In this embodiment, the execution subject may generate the synonymous text of the target attribute text according to the set of attribute texts included in the query sentence acquired in step 402.
Step 403, determining the similarity between the target attribute text and the attribute text in the set of attribute texts.
In this embodiment, the execution subject may determine the similarity between the target attribute text and the attribute text in the set of attribute texts included in the query sentence obtained in step 402. The similarity between texts can be determined according to a Jaccard (Jaccard) similarity coefficient, a Cosine (Cosine) similarity, and the like.
In optional implementation manners of this embodiment, determining the similarity between the target attribute text and the attribute text in the set of attribute texts includes segmenting the attribute text in the set of target attribute text and attribute text, converting words obtained by segmenting the target attribute text into word vectors, adding the word vectors to obtain a vector of the target attribute text, converting words obtained by segmenting the attribute text in the set of attribute text into word vectors, adding the word vectors to obtain a vector of the attribute text in the set of attribute text, and determining the similarity between the target attribute text and the attribute text in the set of attribute text according to a distance between the vector of the target attribute text and the vector of the attribute text in the set of attribute text.
In this implementation manner, the vectorization may be implemented based on Word2vec (text to vector), doc2vec (text vectorization), and the like. The method for converting the text into the word vector is not limited in this embodiment, and is a technique well known to those skilled in the art, and is not described herein again. The distance may be a cosine distance, an euclidean distance, or the like. In addition, words obtained by segmenting the attribute texts in the attribute text set can be converted into word vectors, and the vectors of the attribute texts in the attribute text set can be obtained by splicing the word vectors.
Step 404, determining the attribute text with the similarity exceeding a preset threshold value with the target attribute text in the set of attribute texts as the synonymous text of the target attribute text.
In this embodiment, the executing agent may determine, as the synonymous text of the target attribute text, the attribute text of which the similarity with the target attribute text exceeds the preset threshold in the set of attribute texts determined in step 402. The preset threshold value can be set according to actual needs
In this embodiment, the operations of step 401 and step 402 are substantially the same as the operations of step 201 and step 202, and are not described herein again.

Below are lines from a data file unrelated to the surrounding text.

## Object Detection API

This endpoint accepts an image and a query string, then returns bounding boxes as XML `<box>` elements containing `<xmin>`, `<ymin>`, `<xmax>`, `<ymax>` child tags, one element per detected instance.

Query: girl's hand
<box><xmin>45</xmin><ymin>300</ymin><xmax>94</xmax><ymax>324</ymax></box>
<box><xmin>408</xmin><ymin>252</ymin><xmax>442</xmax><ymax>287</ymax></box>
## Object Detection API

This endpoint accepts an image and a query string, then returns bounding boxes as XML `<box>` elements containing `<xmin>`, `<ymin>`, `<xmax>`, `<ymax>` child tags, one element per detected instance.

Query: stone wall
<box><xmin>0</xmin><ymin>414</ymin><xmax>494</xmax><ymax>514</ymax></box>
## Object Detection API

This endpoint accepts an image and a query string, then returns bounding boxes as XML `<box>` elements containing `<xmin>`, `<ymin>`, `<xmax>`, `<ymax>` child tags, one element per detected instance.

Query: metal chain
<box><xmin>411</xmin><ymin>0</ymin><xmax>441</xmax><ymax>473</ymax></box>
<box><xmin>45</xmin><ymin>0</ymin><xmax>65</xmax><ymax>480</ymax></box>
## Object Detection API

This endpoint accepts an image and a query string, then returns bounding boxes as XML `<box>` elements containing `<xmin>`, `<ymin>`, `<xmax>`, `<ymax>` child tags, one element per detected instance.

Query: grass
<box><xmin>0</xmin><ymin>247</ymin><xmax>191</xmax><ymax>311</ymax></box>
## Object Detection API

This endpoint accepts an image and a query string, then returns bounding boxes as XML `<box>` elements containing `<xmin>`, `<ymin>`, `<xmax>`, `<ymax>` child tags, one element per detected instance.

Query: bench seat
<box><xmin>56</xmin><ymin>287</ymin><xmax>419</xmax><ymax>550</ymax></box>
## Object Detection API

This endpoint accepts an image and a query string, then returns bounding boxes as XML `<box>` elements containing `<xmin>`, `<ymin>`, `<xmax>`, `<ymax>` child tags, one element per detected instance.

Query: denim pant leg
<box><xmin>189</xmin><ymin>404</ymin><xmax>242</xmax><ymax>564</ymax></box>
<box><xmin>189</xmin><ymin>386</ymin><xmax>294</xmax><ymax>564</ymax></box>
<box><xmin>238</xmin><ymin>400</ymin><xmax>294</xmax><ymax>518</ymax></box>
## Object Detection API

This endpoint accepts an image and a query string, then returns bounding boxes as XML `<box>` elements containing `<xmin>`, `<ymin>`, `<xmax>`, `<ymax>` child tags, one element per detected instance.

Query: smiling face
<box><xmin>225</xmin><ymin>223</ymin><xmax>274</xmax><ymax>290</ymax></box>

As can be seen from fig. 4, compared with the embodiment corresponding to fig. 2, in the flow 400 of the method for generating information in this embodiment, a filtering operation is performed according to the similarity between the attribute text in the set of attribute texts and the target attribute text, so that the scheme described in this embodiment further improves the accuracy of the generated synonymous text.
with further reference to fig. 5, as an implementation of the methods shown in the above figures, the present application provides embodiments of apparatus for generating information, which correspond to the method embodiment shown in fig. 2, and which are particularly applicable to various electronic devices.
As shown in fig. 5, the apparatus 500 for generating information of the present embodiment includes: a determination unit 501, an acquisition unit 502, and a generation unit 503. The determining unit is configured to determine a query sentence comprising a target attribute text from a query sentence set of a target search engine; the acquisition unit is configured to acquire the query sentences which are related to the determined click contents of the query sentences and comprise the same entity concept text based on the click logs of the target search engine, wherein the click logs are used for recording the input query sentences and the click contents related to the input query sentences; and the generating unit is configured to generate the synonymous text of the target attribute text according to the acquired attribute text set included in the query sentence.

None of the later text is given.